Les animaux sauvages, qui ont la propriété de se transporter d’un lieu dans un autre, choisissent non seulement le climat qui leur convient, mais encore les pâturages et les plantes qui sont les plus conformes à leurs goûts. Lorsqu’ils ont consommé dans un lieu les plantes dont ils se nourrissent, ils passent immédiatement dans un autre, pour chercher de nouveaux alimens ; et ils trouvent aussi dans leurs propres facultés le moyen de pourvoir à leur subsistance.
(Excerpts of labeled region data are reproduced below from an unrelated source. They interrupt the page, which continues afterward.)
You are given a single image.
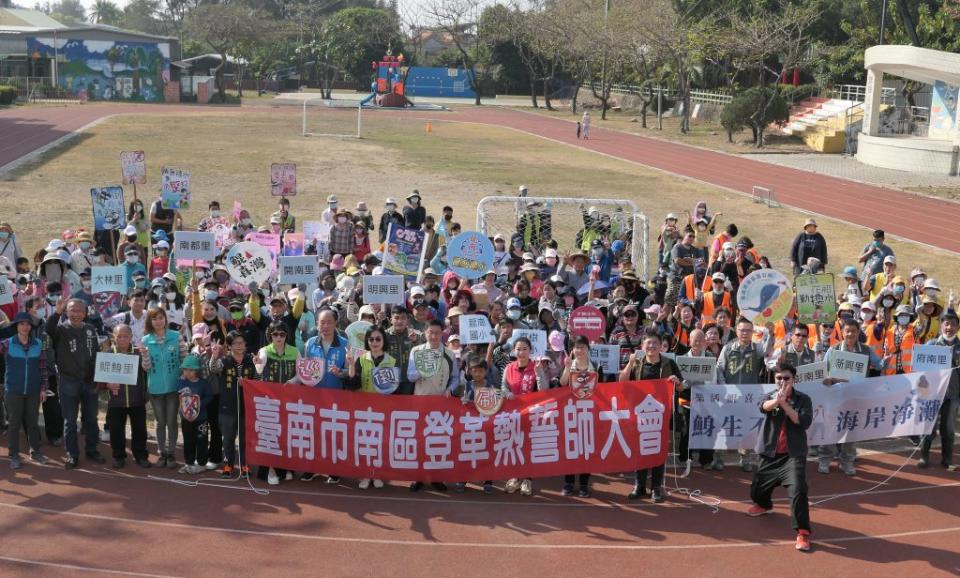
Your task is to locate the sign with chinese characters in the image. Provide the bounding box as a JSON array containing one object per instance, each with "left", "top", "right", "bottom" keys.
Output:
[
  {"left": 447, "top": 231, "right": 493, "bottom": 280},
  {"left": 90, "top": 265, "right": 127, "bottom": 293},
  {"left": 242, "top": 380, "right": 672, "bottom": 482},
  {"left": 590, "top": 343, "right": 620, "bottom": 375},
  {"left": 797, "top": 361, "right": 827, "bottom": 383},
  {"left": 173, "top": 231, "right": 220, "bottom": 261},
  {"left": 460, "top": 315, "right": 496, "bottom": 345},
  {"left": 509, "top": 329, "right": 547, "bottom": 359},
  {"left": 794, "top": 273, "right": 837, "bottom": 324},
  {"left": 160, "top": 167, "right": 190, "bottom": 209},
  {"left": 567, "top": 305, "right": 607, "bottom": 341},
  {"left": 297, "top": 357, "right": 326, "bottom": 385},
  {"left": 270, "top": 163, "right": 297, "bottom": 197},
  {"left": 90, "top": 187, "right": 127, "bottom": 231},
  {"left": 93, "top": 351, "right": 140, "bottom": 385},
  {"left": 224, "top": 241, "right": 270, "bottom": 286},
  {"left": 360, "top": 275, "right": 403, "bottom": 305},
  {"left": 737, "top": 269, "right": 793, "bottom": 325},
  {"left": 0, "top": 278, "right": 17, "bottom": 305},
  {"left": 382, "top": 223, "right": 428, "bottom": 280},
  {"left": 826, "top": 349, "right": 870, "bottom": 381},
  {"left": 910, "top": 345, "right": 953, "bottom": 371},
  {"left": 120, "top": 151, "right": 147, "bottom": 185},
  {"left": 280, "top": 255, "right": 318, "bottom": 285},
  {"left": 690, "top": 370, "right": 950, "bottom": 450},
  {"left": 674, "top": 355, "right": 717, "bottom": 384}
]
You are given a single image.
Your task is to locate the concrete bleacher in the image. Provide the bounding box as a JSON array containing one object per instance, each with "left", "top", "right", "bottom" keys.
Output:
[{"left": 777, "top": 96, "right": 863, "bottom": 153}]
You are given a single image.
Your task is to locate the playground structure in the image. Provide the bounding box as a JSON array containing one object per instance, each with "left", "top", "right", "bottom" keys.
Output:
[{"left": 360, "top": 50, "right": 413, "bottom": 108}]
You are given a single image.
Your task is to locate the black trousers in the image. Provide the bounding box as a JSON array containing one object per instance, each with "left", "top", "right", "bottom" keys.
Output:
[
  {"left": 180, "top": 419, "right": 210, "bottom": 466},
  {"left": 201, "top": 394, "right": 223, "bottom": 465},
  {"left": 107, "top": 405, "right": 148, "bottom": 460},
  {"left": 750, "top": 454, "right": 810, "bottom": 532},
  {"left": 563, "top": 474, "right": 590, "bottom": 488},
  {"left": 41, "top": 375, "right": 63, "bottom": 443},
  {"left": 920, "top": 399, "right": 960, "bottom": 466},
  {"left": 633, "top": 464, "right": 667, "bottom": 490}
]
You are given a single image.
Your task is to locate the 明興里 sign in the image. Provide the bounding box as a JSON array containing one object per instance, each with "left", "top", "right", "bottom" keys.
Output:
[{"left": 243, "top": 380, "right": 672, "bottom": 482}]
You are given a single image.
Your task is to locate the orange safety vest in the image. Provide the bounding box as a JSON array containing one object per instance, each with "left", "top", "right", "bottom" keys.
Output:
[
  {"left": 700, "top": 291, "right": 730, "bottom": 325},
  {"left": 883, "top": 326, "right": 913, "bottom": 375}
]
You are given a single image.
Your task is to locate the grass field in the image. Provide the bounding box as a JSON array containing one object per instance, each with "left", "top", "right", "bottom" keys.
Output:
[{"left": 0, "top": 102, "right": 960, "bottom": 288}]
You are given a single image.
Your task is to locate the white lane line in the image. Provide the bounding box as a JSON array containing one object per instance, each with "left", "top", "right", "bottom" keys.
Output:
[
  {"left": 0, "top": 503, "right": 960, "bottom": 550},
  {"left": 0, "top": 556, "right": 179, "bottom": 578}
]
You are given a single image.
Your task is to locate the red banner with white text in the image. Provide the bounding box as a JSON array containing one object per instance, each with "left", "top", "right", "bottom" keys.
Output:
[{"left": 243, "top": 380, "right": 672, "bottom": 482}]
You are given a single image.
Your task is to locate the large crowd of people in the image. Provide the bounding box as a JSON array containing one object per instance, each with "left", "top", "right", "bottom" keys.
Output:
[{"left": 0, "top": 187, "right": 960, "bottom": 549}]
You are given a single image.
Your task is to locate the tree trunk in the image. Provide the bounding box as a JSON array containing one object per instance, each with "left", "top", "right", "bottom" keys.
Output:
[{"left": 543, "top": 78, "right": 553, "bottom": 110}]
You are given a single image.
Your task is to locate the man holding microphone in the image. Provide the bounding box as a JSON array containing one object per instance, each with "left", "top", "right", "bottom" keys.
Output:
[{"left": 747, "top": 363, "right": 813, "bottom": 552}]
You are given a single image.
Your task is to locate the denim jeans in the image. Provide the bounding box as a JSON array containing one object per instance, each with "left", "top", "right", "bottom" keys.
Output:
[{"left": 60, "top": 379, "right": 100, "bottom": 458}]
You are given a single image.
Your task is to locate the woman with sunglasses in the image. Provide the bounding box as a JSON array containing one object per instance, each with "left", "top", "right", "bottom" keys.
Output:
[{"left": 347, "top": 327, "right": 399, "bottom": 490}]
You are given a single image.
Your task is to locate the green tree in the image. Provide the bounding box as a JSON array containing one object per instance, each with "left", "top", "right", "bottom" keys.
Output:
[{"left": 87, "top": 0, "right": 123, "bottom": 26}]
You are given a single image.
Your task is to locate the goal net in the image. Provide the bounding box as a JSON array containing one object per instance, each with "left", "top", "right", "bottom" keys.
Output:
[
  {"left": 303, "top": 97, "right": 363, "bottom": 138},
  {"left": 477, "top": 196, "right": 655, "bottom": 279}
]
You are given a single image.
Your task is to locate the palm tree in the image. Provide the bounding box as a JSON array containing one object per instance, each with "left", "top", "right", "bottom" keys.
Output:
[{"left": 89, "top": 0, "right": 123, "bottom": 26}]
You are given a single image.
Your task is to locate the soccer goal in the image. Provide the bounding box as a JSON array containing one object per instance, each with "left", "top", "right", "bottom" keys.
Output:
[
  {"left": 477, "top": 196, "right": 655, "bottom": 279},
  {"left": 303, "top": 97, "right": 363, "bottom": 138}
]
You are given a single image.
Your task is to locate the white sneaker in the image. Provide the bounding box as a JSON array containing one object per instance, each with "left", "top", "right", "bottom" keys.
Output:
[{"left": 520, "top": 478, "right": 533, "bottom": 496}]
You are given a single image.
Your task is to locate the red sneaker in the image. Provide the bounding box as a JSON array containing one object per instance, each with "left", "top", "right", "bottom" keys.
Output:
[{"left": 747, "top": 504, "right": 773, "bottom": 518}]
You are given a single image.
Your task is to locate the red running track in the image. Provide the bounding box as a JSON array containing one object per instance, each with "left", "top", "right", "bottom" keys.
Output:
[
  {"left": 458, "top": 107, "right": 960, "bottom": 252},
  {"left": 0, "top": 104, "right": 960, "bottom": 252}
]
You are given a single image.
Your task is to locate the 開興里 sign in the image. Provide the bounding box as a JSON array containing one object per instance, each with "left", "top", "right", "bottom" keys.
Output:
[
  {"left": 93, "top": 351, "right": 140, "bottom": 385},
  {"left": 737, "top": 269, "right": 793, "bottom": 325},
  {"left": 280, "top": 255, "right": 317, "bottom": 285},
  {"left": 90, "top": 265, "right": 127, "bottom": 294},
  {"left": 230, "top": 241, "right": 272, "bottom": 287},
  {"left": 120, "top": 151, "right": 147, "bottom": 185},
  {"left": 173, "top": 231, "right": 220, "bottom": 261},
  {"left": 270, "top": 163, "right": 297, "bottom": 197}
]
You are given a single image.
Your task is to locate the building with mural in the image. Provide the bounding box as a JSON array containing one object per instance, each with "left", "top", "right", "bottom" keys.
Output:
[{"left": 0, "top": 9, "right": 180, "bottom": 102}]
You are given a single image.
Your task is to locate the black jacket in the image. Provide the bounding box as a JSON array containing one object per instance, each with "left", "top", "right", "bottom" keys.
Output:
[{"left": 759, "top": 389, "right": 813, "bottom": 458}]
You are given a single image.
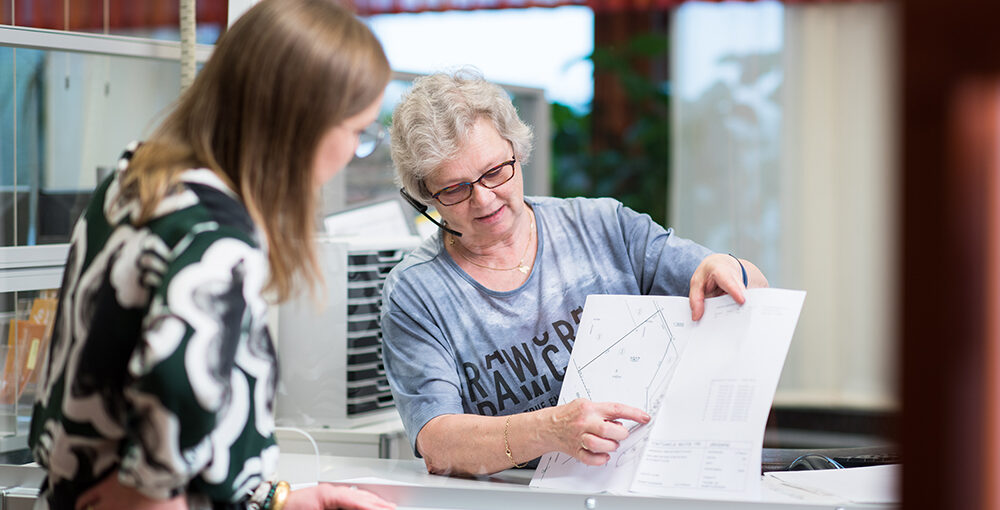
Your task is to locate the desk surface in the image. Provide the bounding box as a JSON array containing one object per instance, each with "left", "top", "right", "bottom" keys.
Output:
[{"left": 278, "top": 454, "right": 896, "bottom": 510}]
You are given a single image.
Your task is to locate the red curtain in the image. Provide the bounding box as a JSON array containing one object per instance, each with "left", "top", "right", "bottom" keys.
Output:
[{"left": 0, "top": 0, "right": 229, "bottom": 32}]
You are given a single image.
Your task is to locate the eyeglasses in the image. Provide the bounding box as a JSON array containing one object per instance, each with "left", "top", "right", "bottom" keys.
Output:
[
  {"left": 431, "top": 156, "right": 516, "bottom": 205},
  {"left": 354, "top": 121, "right": 385, "bottom": 158}
]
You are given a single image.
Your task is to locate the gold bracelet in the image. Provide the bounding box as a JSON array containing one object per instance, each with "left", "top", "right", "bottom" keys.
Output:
[
  {"left": 503, "top": 416, "right": 528, "bottom": 468},
  {"left": 268, "top": 480, "right": 292, "bottom": 510}
]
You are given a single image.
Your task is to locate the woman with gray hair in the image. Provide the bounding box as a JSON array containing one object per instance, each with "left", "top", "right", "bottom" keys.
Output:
[{"left": 382, "top": 70, "right": 767, "bottom": 474}]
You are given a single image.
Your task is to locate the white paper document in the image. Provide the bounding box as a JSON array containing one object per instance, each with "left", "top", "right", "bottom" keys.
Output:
[{"left": 531, "top": 289, "right": 805, "bottom": 499}]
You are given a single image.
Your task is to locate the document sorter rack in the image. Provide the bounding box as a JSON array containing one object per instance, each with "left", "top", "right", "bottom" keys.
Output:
[{"left": 275, "top": 236, "right": 420, "bottom": 428}]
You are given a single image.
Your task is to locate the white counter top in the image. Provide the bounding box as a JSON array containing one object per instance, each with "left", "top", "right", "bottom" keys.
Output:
[{"left": 278, "top": 454, "right": 895, "bottom": 510}]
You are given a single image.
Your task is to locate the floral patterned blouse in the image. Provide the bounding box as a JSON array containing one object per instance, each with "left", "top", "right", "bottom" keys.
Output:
[{"left": 29, "top": 146, "right": 278, "bottom": 508}]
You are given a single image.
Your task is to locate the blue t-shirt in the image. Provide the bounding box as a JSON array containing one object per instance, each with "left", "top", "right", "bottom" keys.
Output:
[{"left": 382, "top": 197, "right": 711, "bottom": 451}]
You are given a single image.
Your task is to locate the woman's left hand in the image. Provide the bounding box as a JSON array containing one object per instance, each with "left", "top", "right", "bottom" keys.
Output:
[
  {"left": 76, "top": 470, "right": 188, "bottom": 510},
  {"left": 690, "top": 253, "right": 768, "bottom": 321}
]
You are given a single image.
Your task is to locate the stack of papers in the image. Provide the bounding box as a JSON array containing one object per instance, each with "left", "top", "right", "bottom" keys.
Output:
[{"left": 764, "top": 464, "right": 903, "bottom": 503}]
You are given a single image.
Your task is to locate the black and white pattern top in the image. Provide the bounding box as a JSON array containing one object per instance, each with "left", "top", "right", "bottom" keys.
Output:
[{"left": 29, "top": 146, "right": 278, "bottom": 508}]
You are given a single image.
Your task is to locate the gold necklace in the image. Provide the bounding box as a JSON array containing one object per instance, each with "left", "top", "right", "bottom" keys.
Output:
[{"left": 457, "top": 209, "right": 535, "bottom": 274}]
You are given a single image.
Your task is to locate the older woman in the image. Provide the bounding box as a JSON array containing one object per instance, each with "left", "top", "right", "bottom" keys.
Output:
[{"left": 382, "top": 71, "right": 767, "bottom": 474}]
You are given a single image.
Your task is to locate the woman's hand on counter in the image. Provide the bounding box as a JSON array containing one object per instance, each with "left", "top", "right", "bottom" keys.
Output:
[
  {"left": 76, "top": 470, "right": 188, "bottom": 510},
  {"left": 284, "top": 483, "right": 396, "bottom": 510},
  {"left": 548, "top": 398, "right": 650, "bottom": 466}
]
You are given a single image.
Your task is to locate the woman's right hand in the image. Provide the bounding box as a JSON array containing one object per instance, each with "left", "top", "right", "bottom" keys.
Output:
[
  {"left": 284, "top": 483, "right": 396, "bottom": 510},
  {"left": 549, "top": 398, "right": 650, "bottom": 466}
]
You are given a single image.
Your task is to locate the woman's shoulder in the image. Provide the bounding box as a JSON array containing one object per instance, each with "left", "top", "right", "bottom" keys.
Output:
[
  {"left": 525, "top": 196, "right": 622, "bottom": 220},
  {"left": 383, "top": 232, "right": 448, "bottom": 295}
]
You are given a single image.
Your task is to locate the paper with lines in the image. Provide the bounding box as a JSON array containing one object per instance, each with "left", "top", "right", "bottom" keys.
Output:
[{"left": 531, "top": 289, "right": 805, "bottom": 499}]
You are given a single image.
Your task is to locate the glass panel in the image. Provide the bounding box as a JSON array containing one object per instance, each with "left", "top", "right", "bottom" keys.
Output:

La nature, qui avoit principalement en vue la propagation des espèces, a obtenu son but en établissant un ordre de choses qui repose sur des lois immuables. Mais l’homme, doué d’une intelligence supérieure, a dû chercher dans les ressources de son esprit les moyens de se mettre à l’abri des maux qu’entraîne l’intempérie des saisons ou un accroissement de population qui semble dépasser le premier but de la nature. Entraîné par la nécessité d’une défense naturelle, ainsi que par l’appât des jouissances, il a dû se former en société. De là provient la culture des terres, qui seule peut fournir aux besoins d’une population qui tend sans cesse à s’accroître. Dans cet état, il a associé les animaux à ses travaux ; il en a augmenté le nombre. C’est alors que des pâturages, tels que les offre la nature, sont devenus insuffisans, et qu’il a fallu améliorer ceux qui existoient spontanément, ou en créer de nouveaux et de plus productifs, afin de pourvoir à des besoins qui alloient toujours croissant.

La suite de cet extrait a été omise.